The problem is - how do you "get fit"? Run, row, hike, bike, swim... How do you lose weight? Go low carb, low fat, vegan, paleo, move more, lift weights... Where do you start? How do you know if it's working? These are outcome based goals. I want this (increase strength, lose weight, improve fitness) from training/changing my lifestyle. They are a great starting point - you need to know where you're going. Once you know where you're going you need to work out how to get there but like most people, I'm guessing you probably make it up as you go. Like throwing a fist full of darts at a dartboard and hoping for a bullseye.
For such a goal, it can involve a few or even dozens of small habit changes all at once. It can work, but it fails far more often than it succeeds. Habit change is not always easy, we are certainly creatures of habit so the simpler we can make it, the more successful we will be.
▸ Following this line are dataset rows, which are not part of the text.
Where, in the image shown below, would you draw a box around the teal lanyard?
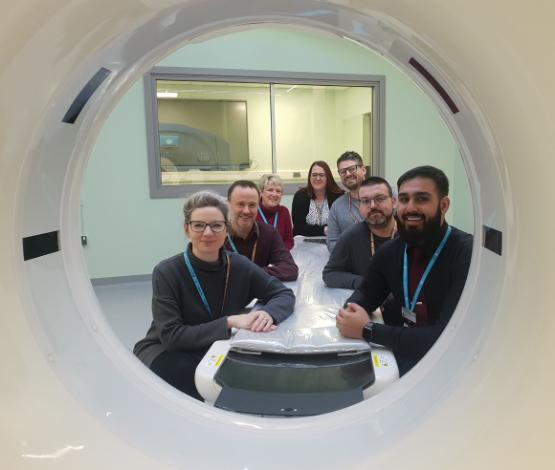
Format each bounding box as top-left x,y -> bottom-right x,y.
258,206 -> 279,228
227,233 -> 239,253
403,226 -> 451,312
183,249 -> 231,318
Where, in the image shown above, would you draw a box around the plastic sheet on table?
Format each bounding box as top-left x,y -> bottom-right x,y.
230,326 -> 370,354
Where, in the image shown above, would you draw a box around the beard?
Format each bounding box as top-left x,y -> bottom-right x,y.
366,210 -> 393,229
395,206 -> 441,248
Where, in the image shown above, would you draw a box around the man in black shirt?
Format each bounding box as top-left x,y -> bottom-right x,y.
322,176 -> 397,289
337,166 -> 473,375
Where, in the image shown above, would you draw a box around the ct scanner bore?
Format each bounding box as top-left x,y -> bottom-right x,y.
0,0 -> 555,469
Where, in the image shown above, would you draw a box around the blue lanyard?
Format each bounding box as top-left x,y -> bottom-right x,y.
258,206 -> 279,228
183,249 -> 231,318
403,226 -> 451,312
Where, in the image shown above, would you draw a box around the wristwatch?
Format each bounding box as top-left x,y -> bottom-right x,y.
362,321 -> 374,343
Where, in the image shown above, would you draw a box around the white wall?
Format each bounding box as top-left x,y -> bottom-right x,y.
82,27 -> 473,278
If we focus on what we can do, instead of what we want, we can take action and start moving in the right direction. This is behaviour based goal setting. What is one behaviour that I can implement into my lifestyle right now that will help me move forward? It should be something you have little to no resistance to, can do often and should be tracked and measured. You want to get fitter, you keep trying to go out for a run, but you hate running. Good luck making that a consistent habit! Possible but unlikely. More likely is joining your friends for that bike ride they go on a few times a week or swimming some laps every day as you've always enjoyed swimming. And frequency is important too. A once a week or more habit can quickly get forgotten amongst our modern busyness until you've only done it 3 times in the last 10 weeks. That doesn't make for a big change. It needs to be multiple times per week if not every day. So let's take a look at some common goals and some behaviour based goals you could take up right now to get you there... I want to get fitter * I will jog/bike/swim for 10 minutes, 3 x per week * I will get my heart rate above 120 every day * I will always take the stairs over the elevator * I will ride to work * I will take a fitness class every day before/after work I want to get stronger * I will do 10 squats every time I go to the toilet * I will do one pull up every time I walk past a pull up bar/monkey bars * I will do 20 push ups, sit ups and rows every day * I will go to the gym every day before/after work for at least 20 minutes * I will plank during the ads of my favourite show I want to lose weight * I will track my daily food intake * I will eat 5 different vegetables per day * I will drink 2L water per day * I will eat no more than 150g carbs per day * I will get 10,000 steps per day * I will train for at least 30 mins every day Obviously you can do this with any goal, make the behaviour applicable to your current situation and make sure you track your progress! The tracking is the most important part. Otherwise you'll have no idea if you're actually improving. If you don't see improvement, you will have to tweak or change your behaviour goal.
Lastly, don't get married to any one behaviour. Always look at whether it's working now, even if it may have always worked in the past your body will eventually adapt and you'll stop improving.
You want the result above all else, so find the behaviour that gets you there and when it stops working move on to the next behaviour. What is your overall goal? Can you come up with your own behaviour based goal?